- 1. Create a bank account
- 2. Enter the subcontractor’s invoice
- 3. Paying the invoice
- 4. Paying the tax to HMRC
- 5. Netting off
This guide explains how to enter your transactions into QuickFile if you’re a CIS Contractor.
If you receive invoices from your subcontractors with CIS then you will only be expected to pay the NET amount, minus the CIS deductions to the subcontractor, the remainder will be paid to HMRC.
Think of this as a virtual bank account where you can track any CIS deductions on the invoices you receive.
In the bank management section click the green button at the top of the page “Create Bank Account”.
Now complete the form as follows, no need to provide an account number or sort code.
Let’s assume your subcontractor has issued an invoice for £500 and the subcontractor will be paid £400 with the remaining £100 paid to HMRC.
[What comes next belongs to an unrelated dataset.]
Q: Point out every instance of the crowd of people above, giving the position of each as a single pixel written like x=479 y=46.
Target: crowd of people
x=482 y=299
Enter the purchase invoice as normal.
Assuming the invoice has been paid you will see on the purchase invoice preview screen a button to “Log a Payment”. Click this button to lodge a payment and pay the full amount to the CIS Deductions account we created in step 1.
When the £400 payment appears on your current account, tag this as a bank transfer to the CIS Deductions account. The CIS Deductions account should look something like this.
This will leave your CIS Deductions account £100 in the red, which will then show up on your balance sheet as a liability until the tax is paid to HMRC.
Now later when you pay the tax to HMRC you will see £100 leaving your current account. You can tag this as a tax payment to HMRC then select the option “PAYE liability”.
All that’s left to do now is to clear off the £100 debit on your CIS Deductions account.
Enter a £100 credit to the CIS Deductions account and tag this as a Tax refund, selecting the option “PAYE liability”.
Obviously this is a much simplified explanation of CIS using a single invoice. The same idea applies for multiple invoices too. The purpose of the CIS Deduction virtual bank account is to simply track your liability to HMRC.